In memoriam : Mohammed Arkoun (1928-2010) / Abdelkader Djeghloul (1946-2010)

Au cours de l’année écoulée deux éminents collègues nous ont quittés auxquels le CRASC et Insaniyat ne pouvaient pas ne pas rendre hommage. Il s’agit de Mohamed Arkoun (1928 - 2010) et de Abdelkader Djeghloul (1946-2010) : tous les deux sont largement connus en Algérie - leur pays - et dans le monde où leurs travaux ont été largement réceptionnés par les chercheurs dans le domaine des idées et des sciences sociales. Ces êtres exceptionnels avaient des ressemblances et des différences, et nos institutions comme nos universitaires n’ont probablement pas pu encore capitaliser toute l’ampleur de leur apport à la connaissance de la société. Cependant, notre contact avec les étudiants et la lecture des articles envoyés à notre revue par les chercheurs et contributeurs qui leur font référence, préfigurent assurément d’un processus en cours. L’URASC qui activait d’abord comme unité de recherche rattachée à l’Université d’Oran, puis le CRASC, (Centre National de recherche) auquel elle donna naissance en 1992 et sa revue Insaniyat, ainsi que nombre de chercheurs associés ou permanents, savent toute la dette qu’ils doivent à l’un et à l’autre ainsi qu’à nombre de nos collègues et aînés aujourd’hui disparus.

La trajectoire particulière de Mohammed Arkoun a fait qu’il a dû quitter le pays, assez tôt, pour n’y revenir que bien plus tard pour des séminaires et rencontres scientifiques. Mais, lorsqu’il décida d’aller embrasser le monde, les motivations à l’origine de ses recherches avaient déjà pris naissance au sein du terroir dans sa Kabylie natale, à Oran où il fit ses études et ailleurs dans le pays. Il allait scruter  la pensée islamique, telle que forgée sur la longue durée, en abordant toute une sphère civilisationnelle, à travers ses racines fondatrices dans la pensée classique. Pour cela il fallait forger l’arsenal méthodologique et théorique adéquat, et il fut, dans ce domaine, l’un des pionniers, un grand maître en tout cas, universellement reconnu, de la raison critique.
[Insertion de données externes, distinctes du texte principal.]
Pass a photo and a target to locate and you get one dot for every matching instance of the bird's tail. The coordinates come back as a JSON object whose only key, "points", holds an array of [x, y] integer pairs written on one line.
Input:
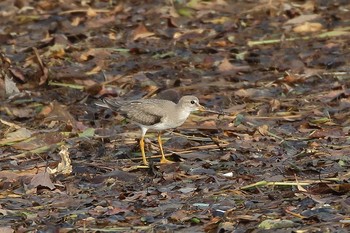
{"points": [[109, 103]]}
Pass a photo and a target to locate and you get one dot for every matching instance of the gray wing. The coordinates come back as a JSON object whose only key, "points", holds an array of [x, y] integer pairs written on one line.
{"points": [[144, 112]]}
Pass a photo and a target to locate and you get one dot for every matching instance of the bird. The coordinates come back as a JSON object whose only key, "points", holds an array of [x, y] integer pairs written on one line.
{"points": [[154, 114]]}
Nos contacts avec ce big man  ont eu aussi une certaine permanence  depuis ses passages à Oran dans les années 1980 et sa participation à un de nos séminaires et, encore plus, depuis sa  participation au Comité de parrainage de la revue Insaniyat (à partir de l’année 1999). S’il n’a pu revenir au pays ces dernières  années pour différentes raisons  et malgré quelques unes de nos invitations[1], il  avait la courtoisie de nous envoyer ses livres dès leur parution et de nous faire part de sa satisfaction concernant un certain nombre d’articles ou de numéros d’Insaniyat.
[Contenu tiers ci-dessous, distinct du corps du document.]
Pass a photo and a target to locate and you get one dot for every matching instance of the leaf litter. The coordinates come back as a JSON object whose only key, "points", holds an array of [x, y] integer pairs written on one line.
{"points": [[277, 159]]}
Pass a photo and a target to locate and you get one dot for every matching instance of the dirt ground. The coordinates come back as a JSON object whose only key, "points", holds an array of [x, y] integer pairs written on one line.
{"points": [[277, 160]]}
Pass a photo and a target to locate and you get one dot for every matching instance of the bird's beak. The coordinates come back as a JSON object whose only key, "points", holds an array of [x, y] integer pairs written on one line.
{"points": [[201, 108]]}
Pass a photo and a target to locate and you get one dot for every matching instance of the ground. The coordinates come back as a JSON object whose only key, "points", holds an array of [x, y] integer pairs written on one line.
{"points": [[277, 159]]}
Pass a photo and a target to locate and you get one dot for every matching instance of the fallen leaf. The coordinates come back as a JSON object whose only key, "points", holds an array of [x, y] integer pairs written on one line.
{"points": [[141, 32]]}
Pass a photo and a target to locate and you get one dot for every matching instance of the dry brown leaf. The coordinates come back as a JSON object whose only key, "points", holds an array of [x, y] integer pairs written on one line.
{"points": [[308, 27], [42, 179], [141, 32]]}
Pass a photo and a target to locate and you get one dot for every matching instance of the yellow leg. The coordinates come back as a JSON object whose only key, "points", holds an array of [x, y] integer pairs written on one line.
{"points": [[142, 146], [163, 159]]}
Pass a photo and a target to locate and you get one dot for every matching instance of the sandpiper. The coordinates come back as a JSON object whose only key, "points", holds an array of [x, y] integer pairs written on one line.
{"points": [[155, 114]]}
Pour sa part, Abdelkader Djeghloul avait eu, à travers ses travaux, à présenter des lectures de F. Fanon et d’Ibn Khaldoun, avant de consacrer l’essentiel de son effort intellectuel à explorer la sphère de production intellectuelle et littéraire de notre passé colonial, sous l’angle, notamment, de son rapport au politique et à l’éveil national. Son séjour en France dans les années 1980 et 1990 lui avait permis, au-delà du contexte de l’époque et du malheur qui nous frappait tous, d’approfondir une recherche et des idées qu’il reviendra défendre dans son pays. Le CRASC, où il avait eu à intervenir souvent à la lisière des années 1990 et 2000, et avec lequel il reprit contact à la veille de son décès, n’oubliera pas les encouragements et la contribution discrète à son fonctionnement.

Il faudra désormais se faire à l’idée que Mohamed Arkoun et Abdelkader Djeghloul nous ont quittés à jamais.                                                                                                                      

La presse écrite, la radio et la télévision ont répercuté les nombreux hommages qui ont été rendus aux deux hommes. Cependant le plus grand des hommages est encore à venir, lorsque la pousse qu’ils ont aidée à planter, dans le champ de la recherche en sciences humaines et sociales, donnera naissance à l’émergence et à la consolidation d’un véritable processus de capitalisation et de redéploiement des savoirs touchant à l’homme et la société en Algérie, au Maghreb et ailleurs. Avec la participation de tous, nous nous attachons à y contribuer, au CRASC, à travers Insaniyat notamment.

Nos deux collègues et amis sont certes partis, mais non sans nous léguer un patrimoine et une contribution à la pensée universelle qui ne pourront que stimuler notre réflexion et éclairer notre devenir à tous.

 Qu’ils reposent en paix.

Nouria BENGHABRIT-REMAOUN


Note

[1] Notamment pour le Colloque en 2004 sur "L’état des savoirs en sciences sociales".